It's nicer to have these indexes properly registered, rather than hidden
in RunSQL operations. Now that Django has had support for unique
functional indexes for a while, let's clean this up.
This has the impact of making rebuilding the database in a Zulip
development environment, or initializing a new production database,
dramatically faster.
This was generated by merging the output of `manage.py makemigrations`
with an empty migration.
Tested using `tools/rebuild-test-database` before and after this
change, and comparing the output of `pg_dump -d zulip_test` using
Git's diff comparison algorithm. Differences in that SQL dump include:
- The actual generated table contents, due to timestamps and the like;
this is expected and unrelated to schema.
- Orders of fields within tables, which is not significant in SQL.
- IDs assigned to tables in the ContentType table, which is expected
and not a problem with how that Django table is designed.

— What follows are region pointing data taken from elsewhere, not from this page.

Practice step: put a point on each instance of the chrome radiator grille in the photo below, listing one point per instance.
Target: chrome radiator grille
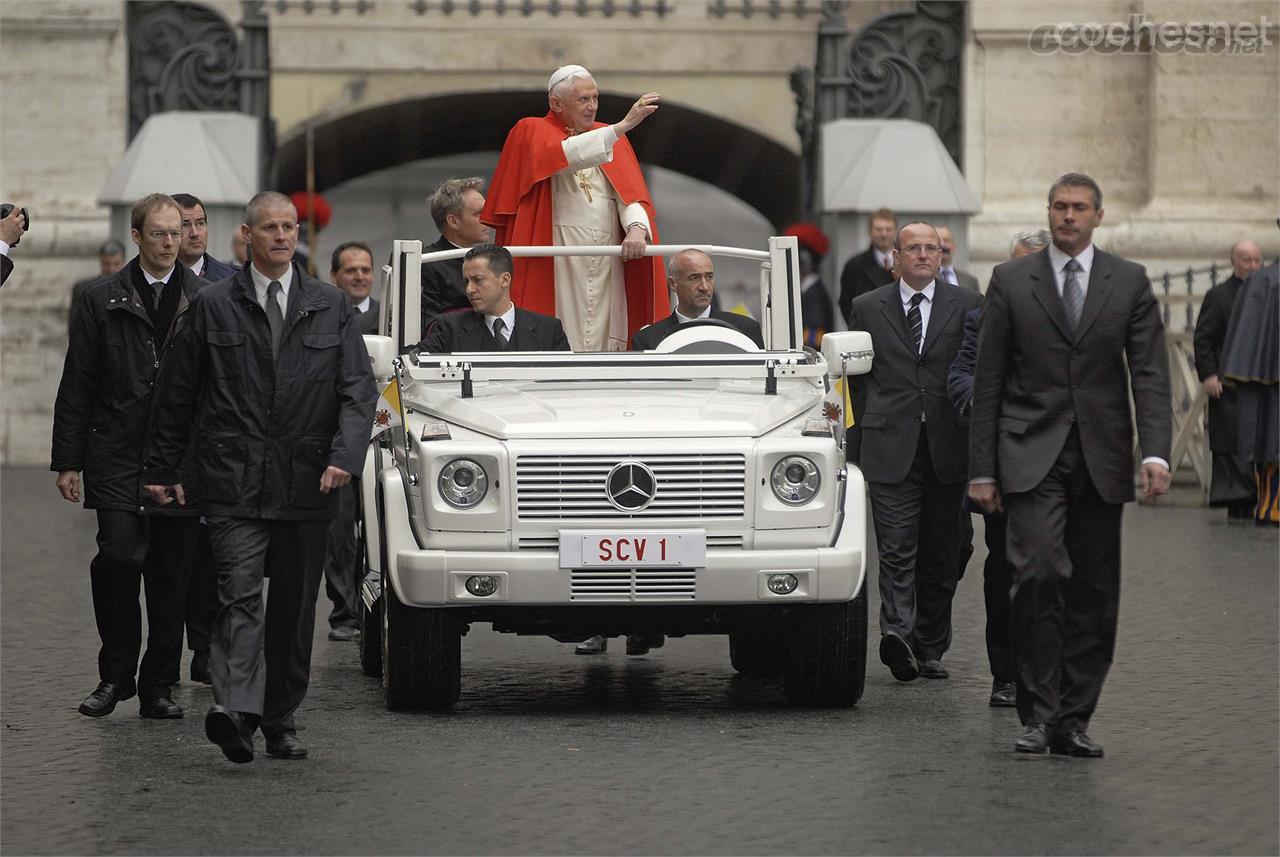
(634, 585)
(696, 486)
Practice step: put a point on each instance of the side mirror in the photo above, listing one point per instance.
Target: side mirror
(853, 348)
(382, 353)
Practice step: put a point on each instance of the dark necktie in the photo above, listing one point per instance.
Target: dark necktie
(274, 317)
(1073, 296)
(914, 320)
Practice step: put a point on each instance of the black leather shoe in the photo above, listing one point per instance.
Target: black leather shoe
(592, 646)
(286, 745)
(160, 709)
(1034, 739)
(897, 656)
(1004, 695)
(933, 668)
(231, 733)
(103, 700)
(1074, 743)
(200, 667)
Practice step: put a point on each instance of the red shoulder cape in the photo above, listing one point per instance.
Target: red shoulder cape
(519, 207)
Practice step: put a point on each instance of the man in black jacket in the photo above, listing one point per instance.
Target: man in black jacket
(913, 450)
(1232, 484)
(493, 322)
(691, 276)
(122, 333)
(456, 207)
(274, 376)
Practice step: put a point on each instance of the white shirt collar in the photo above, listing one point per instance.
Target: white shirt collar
(681, 317)
(261, 282)
(508, 321)
(906, 292)
(1059, 260)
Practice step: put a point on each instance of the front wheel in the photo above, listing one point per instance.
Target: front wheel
(826, 660)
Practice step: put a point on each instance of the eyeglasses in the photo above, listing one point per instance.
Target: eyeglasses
(915, 250)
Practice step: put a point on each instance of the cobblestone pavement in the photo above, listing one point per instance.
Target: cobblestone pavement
(664, 754)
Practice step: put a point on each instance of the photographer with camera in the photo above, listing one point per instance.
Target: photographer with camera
(13, 223)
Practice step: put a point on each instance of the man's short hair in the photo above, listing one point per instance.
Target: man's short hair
(188, 201)
(149, 204)
(1077, 180)
(254, 210)
(343, 247)
(1034, 239)
(882, 214)
(498, 257)
(448, 198)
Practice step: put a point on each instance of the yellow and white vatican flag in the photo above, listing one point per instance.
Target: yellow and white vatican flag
(387, 412)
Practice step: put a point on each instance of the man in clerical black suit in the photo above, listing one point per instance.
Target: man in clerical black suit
(493, 322)
(1066, 335)
(872, 267)
(456, 207)
(1232, 484)
(691, 276)
(913, 450)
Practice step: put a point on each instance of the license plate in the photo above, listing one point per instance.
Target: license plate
(634, 549)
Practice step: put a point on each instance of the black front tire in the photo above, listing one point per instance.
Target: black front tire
(826, 660)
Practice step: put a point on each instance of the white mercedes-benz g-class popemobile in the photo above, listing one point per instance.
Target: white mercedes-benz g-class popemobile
(700, 487)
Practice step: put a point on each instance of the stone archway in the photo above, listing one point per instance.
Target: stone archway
(736, 159)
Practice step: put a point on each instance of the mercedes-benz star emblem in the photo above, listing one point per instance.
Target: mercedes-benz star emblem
(630, 486)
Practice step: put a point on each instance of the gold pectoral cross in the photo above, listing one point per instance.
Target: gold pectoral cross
(585, 183)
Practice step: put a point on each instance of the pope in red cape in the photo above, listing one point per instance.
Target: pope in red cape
(520, 204)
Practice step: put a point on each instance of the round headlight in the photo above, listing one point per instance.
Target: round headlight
(795, 480)
(462, 484)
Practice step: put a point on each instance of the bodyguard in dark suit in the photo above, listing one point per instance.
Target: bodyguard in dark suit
(1232, 484)
(1066, 335)
(274, 377)
(691, 276)
(456, 207)
(913, 450)
(123, 331)
(872, 267)
(494, 322)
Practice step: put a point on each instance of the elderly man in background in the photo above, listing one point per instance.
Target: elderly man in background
(1233, 485)
(566, 179)
(456, 209)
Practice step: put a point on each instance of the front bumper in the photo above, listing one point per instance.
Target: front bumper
(437, 577)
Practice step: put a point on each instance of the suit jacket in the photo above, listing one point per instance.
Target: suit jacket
(466, 331)
(368, 320)
(904, 384)
(648, 337)
(1037, 377)
(1210, 337)
(442, 284)
(860, 275)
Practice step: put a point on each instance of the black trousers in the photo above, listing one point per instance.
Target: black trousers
(260, 650)
(918, 535)
(141, 551)
(997, 580)
(1064, 542)
(343, 569)
(201, 595)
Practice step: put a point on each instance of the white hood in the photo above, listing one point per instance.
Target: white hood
(519, 409)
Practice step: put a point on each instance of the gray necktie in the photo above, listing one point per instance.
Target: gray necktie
(1073, 296)
(274, 317)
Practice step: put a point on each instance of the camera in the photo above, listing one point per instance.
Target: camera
(5, 207)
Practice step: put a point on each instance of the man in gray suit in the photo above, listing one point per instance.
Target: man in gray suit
(1066, 335)
(913, 452)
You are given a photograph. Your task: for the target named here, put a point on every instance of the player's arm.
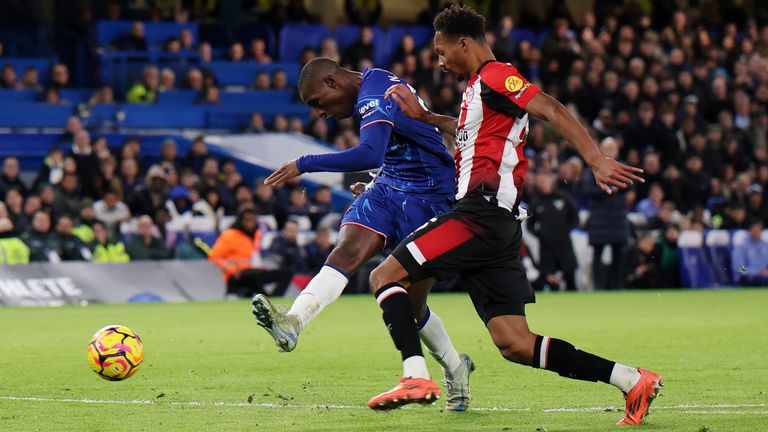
(608, 172)
(410, 105)
(374, 137)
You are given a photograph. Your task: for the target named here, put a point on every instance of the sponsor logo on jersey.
(513, 83)
(371, 104)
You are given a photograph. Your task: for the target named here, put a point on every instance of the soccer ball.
(115, 352)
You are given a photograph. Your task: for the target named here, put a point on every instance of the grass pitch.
(208, 367)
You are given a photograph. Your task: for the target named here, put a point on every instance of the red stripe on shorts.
(443, 238)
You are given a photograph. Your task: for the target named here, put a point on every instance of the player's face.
(329, 100)
(451, 54)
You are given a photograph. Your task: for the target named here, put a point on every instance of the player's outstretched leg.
(355, 246)
(415, 385)
(518, 344)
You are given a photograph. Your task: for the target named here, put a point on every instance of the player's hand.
(357, 188)
(407, 101)
(610, 174)
(286, 172)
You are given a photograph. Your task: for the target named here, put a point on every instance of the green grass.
(711, 348)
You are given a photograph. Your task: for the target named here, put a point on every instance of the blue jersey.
(415, 160)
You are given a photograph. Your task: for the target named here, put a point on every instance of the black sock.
(400, 319)
(568, 361)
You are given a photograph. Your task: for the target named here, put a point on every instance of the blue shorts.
(394, 214)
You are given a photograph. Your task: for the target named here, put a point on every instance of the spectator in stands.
(650, 207)
(52, 96)
(30, 79)
(60, 76)
(296, 125)
(83, 228)
(135, 40)
(211, 95)
(236, 52)
(195, 80)
(111, 212)
(153, 195)
(104, 250)
(69, 246)
(11, 177)
(103, 96)
(32, 205)
(263, 81)
(259, 51)
(280, 80)
(146, 90)
(167, 80)
(329, 49)
(196, 155)
(321, 205)
(667, 256)
(206, 52)
(319, 250)
(14, 202)
(280, 124)
(8, 78)
(129, 178)
(290, 257)
(749, 259)
(144, 245)
(13, 251)
(359, 50)
(642, 264)
(256, 124)
(607, 225)
(555, 217)
(39, 239)
(187, 39)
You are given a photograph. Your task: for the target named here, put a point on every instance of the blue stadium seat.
(156, 32)
(160, 116)
(244, 74)
(15, 96)
(695, 269)
(178, 97)
(42, 65)
(33, 115)
(295, 37)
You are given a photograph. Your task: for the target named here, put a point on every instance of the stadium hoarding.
(48, 284)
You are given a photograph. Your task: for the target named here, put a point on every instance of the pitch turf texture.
(209, 367)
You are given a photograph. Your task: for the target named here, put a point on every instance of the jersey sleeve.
(504, 89)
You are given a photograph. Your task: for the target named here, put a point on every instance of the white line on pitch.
(683, 408)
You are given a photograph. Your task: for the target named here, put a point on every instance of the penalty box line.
(682, 408)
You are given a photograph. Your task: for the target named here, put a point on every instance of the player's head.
(325, 86)
(458, 30)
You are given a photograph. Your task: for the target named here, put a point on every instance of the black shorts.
(480, 242)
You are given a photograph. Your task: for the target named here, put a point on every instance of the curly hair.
(459, 20)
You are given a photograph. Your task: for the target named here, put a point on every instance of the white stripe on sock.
(416, 253)
(388, 292)
(543, 352)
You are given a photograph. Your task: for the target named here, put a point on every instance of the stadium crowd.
(684, 95)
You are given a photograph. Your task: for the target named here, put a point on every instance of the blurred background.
(136, 130)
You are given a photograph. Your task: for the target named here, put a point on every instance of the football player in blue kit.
(416, 183)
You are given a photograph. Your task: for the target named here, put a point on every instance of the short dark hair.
(459, 20)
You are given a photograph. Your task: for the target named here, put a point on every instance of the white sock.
(415, 367)
(438, 343)
(624, 377)
(321, 291)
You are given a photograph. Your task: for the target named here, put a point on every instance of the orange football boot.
(410, 390)
(640, 397)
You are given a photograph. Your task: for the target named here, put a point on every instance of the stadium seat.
(156, 33)
(717, 244)
(295, 37)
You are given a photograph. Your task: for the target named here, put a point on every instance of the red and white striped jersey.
(493, 126)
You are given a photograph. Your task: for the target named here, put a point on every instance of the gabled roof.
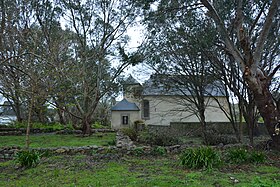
(156, 86)
(124, 105)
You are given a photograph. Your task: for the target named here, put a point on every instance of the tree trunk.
(203, 125)
(86, 126)
(268, 110)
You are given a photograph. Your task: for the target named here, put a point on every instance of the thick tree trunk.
(267, 108)
(86, 126)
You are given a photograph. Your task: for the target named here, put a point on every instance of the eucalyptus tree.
(246, 31)
(15, 21)
(180, 57)
(99, 29)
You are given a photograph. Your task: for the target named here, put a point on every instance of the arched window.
(146, 109)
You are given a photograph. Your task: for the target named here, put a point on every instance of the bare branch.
(229, 44)
(264, 33)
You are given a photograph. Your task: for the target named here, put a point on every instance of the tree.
(243, 31)
(247, 50)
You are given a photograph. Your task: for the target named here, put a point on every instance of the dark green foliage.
(112, 142)
(27, 158)
(242, 156)
(158, 151)
(132, 133)
(200, 158)
(157, 139)
(257, 157)
(138, 151)
(214, 138)
(237, 155)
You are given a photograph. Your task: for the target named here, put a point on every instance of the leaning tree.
(246, 31)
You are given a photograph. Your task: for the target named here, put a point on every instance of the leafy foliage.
(132, 133)
(202, 157)
(237, 155)
(158, 151)
(27, 158)
(157, 139)
(241, 156)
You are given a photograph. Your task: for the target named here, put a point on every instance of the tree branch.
(264, 33)
(229, 44)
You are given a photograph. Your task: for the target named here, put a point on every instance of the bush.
(157, 139)
(138, 151)
(237, 155)
(131, 133)
(97, 125)
(257, 157)
(27, 158)
(158, 151)
(215, 139)
(202, 157)
(241, 156)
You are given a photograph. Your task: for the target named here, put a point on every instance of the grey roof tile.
(124, 105)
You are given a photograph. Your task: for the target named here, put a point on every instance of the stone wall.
(194, 129)
(5, 131)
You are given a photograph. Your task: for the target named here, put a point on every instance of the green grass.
(81, 170)
(52, 140)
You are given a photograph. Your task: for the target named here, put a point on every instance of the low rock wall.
(124, 146)
(194, 129)
(21, 131)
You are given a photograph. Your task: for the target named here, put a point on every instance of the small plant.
(131, 133)
(159, 151)
(202, 157)
(257, 157)
(111, 142)
(237, 155)
(27, 158)
(138, 151)
(97, 125)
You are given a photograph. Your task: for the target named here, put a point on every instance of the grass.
(81, 170)
(52, 140)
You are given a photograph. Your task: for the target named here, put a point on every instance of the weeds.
(202, 157)
(28, 158)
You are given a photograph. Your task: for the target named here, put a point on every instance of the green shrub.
(215, 139)
(97, 125)
(157, 139)
(242, 155)
(257, 157)
(158, 151)
(132, 133)
(138, 151)
(111, 142)
(237, 155)
(202, 157)
(27, 158)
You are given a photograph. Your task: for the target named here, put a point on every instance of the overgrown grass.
(81, 170)
(52, 140)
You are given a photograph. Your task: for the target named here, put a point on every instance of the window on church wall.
(125, 119)
(146, 109)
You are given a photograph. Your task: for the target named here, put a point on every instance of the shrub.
(257, 157)
(237, 155)
(111, 142)
(158, 151)
(202, 157)
(132, 133)
(215, 139)
(97, 125)
(241, 155)
(138, 151)
(157, 139)
(27, 158)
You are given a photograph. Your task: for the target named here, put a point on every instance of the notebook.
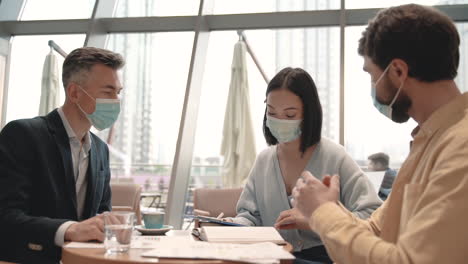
(250, 234)
(216, 220)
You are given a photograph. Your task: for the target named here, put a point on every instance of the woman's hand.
(292, 219)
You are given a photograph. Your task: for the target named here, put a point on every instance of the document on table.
(266, 252)
(142, 242)
(250, 234)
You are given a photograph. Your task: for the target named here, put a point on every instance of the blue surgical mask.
(284, 130)
(386, 110)
(106, 113)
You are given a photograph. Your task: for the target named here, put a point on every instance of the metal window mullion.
(181, 168)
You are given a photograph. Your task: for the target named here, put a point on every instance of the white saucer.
(153, 231)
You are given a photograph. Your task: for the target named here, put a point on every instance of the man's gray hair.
(80, 61)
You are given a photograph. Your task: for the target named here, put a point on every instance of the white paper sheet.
(260, 252)
(142, 242)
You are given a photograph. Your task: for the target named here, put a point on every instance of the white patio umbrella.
(238, 145)
(50, 86)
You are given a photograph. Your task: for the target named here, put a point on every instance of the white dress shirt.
(80, 159)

- Names of generated indexes and constraints; modern Django seems to
abbreviate long names differently for these, and it's not obviously
possible to configure those used by the `db_index` property. If
necessarily, likely this can be converged via a migration filled
with `IF EXISTS` rename operations like the one done in
zerver/migrations/0246_message_date_sent_finalize_part2.py.
- Names of the ~3 sequences related to renamed tables:
usertopic/mutedtopic, botconfigdata/botuserconfigdata,
realmdomain/realmalias. Probably there's no action required here,
but we could do rename operations if desired.